Haksöz dergisi yazarlarından Hamza Türkmen’in yazımızın başlığıyla aynı adlı kitabı Ekin Yayınları’ndan çıktı. Kitap, Kur'an merkezli bilinç düzeyini yükseltme ve vahyi değerleri sosyalleştirme çabalarını “içeriden” ele alan bir çalışma olması açısından önemli. Aksi takdirde konu, “öteki”nin insafına kalıyor ve o zaman da karşımıza nesnellikten uzak saptamalar, saptırılmış kavramlar ve Batılı mefhumlar çıkıyor.
Eserde, Osmanlı’dan devralınan İslâm kültürünü “beyaz”, Türkiye Cumhuriyeti dönemindekini ise “siyah” görme kolaycılığına gidilmediği açık. “Köklerimizde ıslah veya öze dönüş hareketinin derinliği var.” denilerek, bu köklerin “İslâm’a salt bir tarz-ı siyaset olarak yaklaşma pragmatizminden koruyucu bir nitelik” taşıdığı belirtilmekte.
Türkmen, Kur'an’ın hükümlerinin tarihselliğini vurgulayan ve Kur'an meallerinde daha tutarlı bir iç dizaynın, yeniden yapılacak bir düzenleme ile sağlanabileceğini öne süren Ömer Özsoy’un yaklaşımını “Bu yaklaşım Kur'an-ı Kerim’i İznik Konsili’nde belirlenen İncil konumuna düşüren bir densizliktir.” cümlesiyle dışlamakta.
Kitapta, korunmuş olan Kur'an’ın evrensel mesajına tabi olanların “Allah ve Rasulü bir şeye hükmettiği zaman, inanan erkek ve kadına hiçbir muhayyerlik yoktur.” (Ahzab, 33: 36) ayetinin bağlayıcılığına uygun hareket eden kimseler olduğu vurgulanmakta.
Yazar, Battal Gazi ve Danişmentlilerin; fetih yoluyla değil, tebliğ, eğitim, diyalog ve yardım yoluyla bulundukları bölgenin halklarını İslâmlaştırma çabalarını “tarihimizin ışık veren meşaleleri” şeklinde takdim etmekte.
Türkmen, “Bin yıllık tarih” şeklindeki, dindarlığa sinmiş milliyetçi söylemi de şöyle tenkit ediyor: “Bizim tarihimiz ‘bu toprakların çocukları’ ile değil, ‘bu ümmetin çocukları’ ile başlar. Zira toprak tartışması izafidir. Ama sürekliliği olan, yaşanması ve yaşatılması gereken tevhidi değerler ise, hayat soluğumuzdur.”
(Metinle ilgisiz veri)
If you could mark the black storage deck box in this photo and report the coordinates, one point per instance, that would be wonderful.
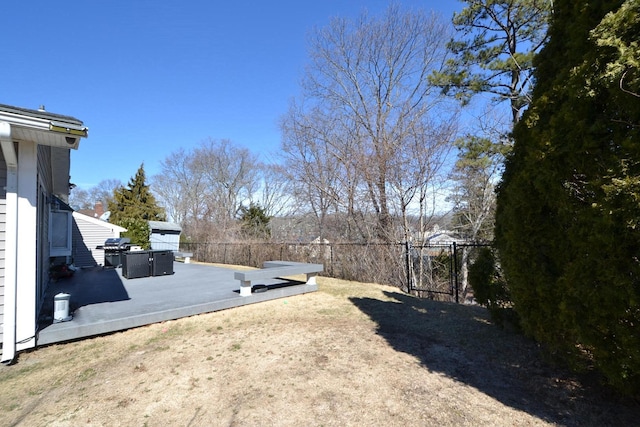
(136, 264)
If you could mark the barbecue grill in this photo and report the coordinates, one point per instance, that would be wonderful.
(113, 250)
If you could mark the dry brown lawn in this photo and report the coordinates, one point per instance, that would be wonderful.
(351, 354)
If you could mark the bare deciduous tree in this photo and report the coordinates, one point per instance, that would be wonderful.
(370, 116)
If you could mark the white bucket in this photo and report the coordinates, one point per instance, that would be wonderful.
(61, 308)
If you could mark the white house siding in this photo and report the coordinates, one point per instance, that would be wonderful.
(45, 185)
(3, 213)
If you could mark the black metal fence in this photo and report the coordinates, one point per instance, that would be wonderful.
(428, 271)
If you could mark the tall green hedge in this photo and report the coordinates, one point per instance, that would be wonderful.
(568, 214)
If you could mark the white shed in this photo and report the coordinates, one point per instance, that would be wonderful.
(88, 234)
(164, 235)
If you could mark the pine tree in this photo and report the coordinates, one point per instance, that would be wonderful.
(133, 206)
(255, 221)
(568, 207)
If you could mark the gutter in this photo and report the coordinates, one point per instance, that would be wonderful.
(11, 240)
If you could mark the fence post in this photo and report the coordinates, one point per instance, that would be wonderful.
(408, 264)
(455, 270)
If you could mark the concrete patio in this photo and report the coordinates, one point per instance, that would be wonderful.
(103, 301)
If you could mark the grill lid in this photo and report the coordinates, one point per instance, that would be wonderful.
(117, 243)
Eserde modernleşme ile Batılılaşma arasındaki farka da işaret edilmekte. Modernleşmenin, Batılılaşma teorilerine göre daha az rahatsız edici bir kavram olduğuna, ilkinde “teknoloji ve endüstri düzeyini yakalama hedefinin”, ikincisinde ise Batılılaşma adayı olanları/görülenleri kültürel olarak geri kabul etme imajının ön plana çıktığına dikkat çekilmekte. Batı’nın neresi olduğu konusunda Türkmen’in yaklaşımı şöyle: “Bugün kapitalist üretim ve tüketim süreçlerinin hakim olduğu tüm sistemlere Batı denmektedir. Bu nedenle artık Batı, çok daha geniş bir coğrafyadır.”
Türkmen; İslâm dünyasındaki gelenekçi tutumların iç, modernist tutumların ise dış hastalıklara tekabül ettiğini ve Müslümanların ıslah görevinin, günümüz kullanımıyla devrimci bir bilinç ve devrimci bir eylem olduğunu söylemekte. Yani bir bakıma devrimciliği, ıslahatçılıkla eşitlemekte.
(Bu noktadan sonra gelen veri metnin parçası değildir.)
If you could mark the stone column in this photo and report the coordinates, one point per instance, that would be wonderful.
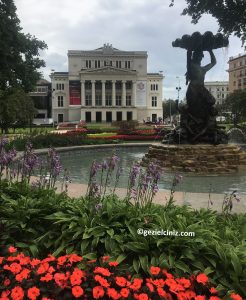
(134, 93)
(123, 93)
(82, 92)
(113, 93)
(93, 92)
(103, 93)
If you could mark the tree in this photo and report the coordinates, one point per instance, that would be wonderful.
(17, 108)
(230, 14)
(236, 103)
(169, 108)
(19, 52)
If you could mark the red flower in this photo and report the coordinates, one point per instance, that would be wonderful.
(15, 268)
(213, 290)
(98, 292)
(124, 292)
(75, 258)
(48, 277)
(150, 286)
(202, 278)
(33, 293)
(236, 297)
(75, 279)
(113, 263)
(44, 267)
(12, 249)
(102, 281)
(6, 282)
(17, 293)
(77, 291)
(143, 296)
(121, 281)
(155, 270)
(113, 293)
(103, 271)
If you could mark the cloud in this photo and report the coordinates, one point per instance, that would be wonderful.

Yazarımız, İslâmcılık kavramını tanımlanırken, şu üç konunun dışarıda bırakılamayacağını vurgulamakta:
- Algılayış farklılıklarına rağmen İslâmi kimliğe aidiyetin önceliği.
- Müslümanlar adına ötekinin veya hasmın belirtilmesi.
- Kısa veya uzun vadede toplumsal inkılâba ve iktidara yönelme azmi.
Kitapta, İslâm’ı ve İslâmi kültürü bir alt şube halinde Batılı kurum ve oluşumlara eklemlemek isteyenlerle (İslâm’ı, ulusun/”milletin” bileşenlerinin bir öğesi durumuna düşürenlerle) birlikte mesai tutan veya paralelleşen İslâmcılık eleştirilerinin, güven verici olmadığı ifade edilmekte.
Türkmen, İslâm kültürünü üretilmiş olan zaaflardan arındırmaya çalışan her ıslah çabasını, İslâm’ı korumak adına, “din”e aykırılıkla suçlamayı, mümessillerine bir kulp takmayı “sığ, hakkaniyet ölçüsü gelişmemiş ve özeleştirisini yapmaktan aciz kişi ve çevrelerin” genelde spekülatif kurguları olarak görmekte. “Ancak İslâmcılığın tartışılmaz bir olgu olduğu da savunulmamalı.” diyen yazar, adil ve ölçülü bir İslâmcılık eleştirisini, daha sahih bir anlayışa ve istikamete imkân sağladığı sürece gayet faydalı bulmakta. Türkmen’in ifadesiyle, “çıkar amaçlı İslâmcılık” ile “din temelli İslâmcılık”ı aynı kategoride görme yanlışına düşmemek gerek.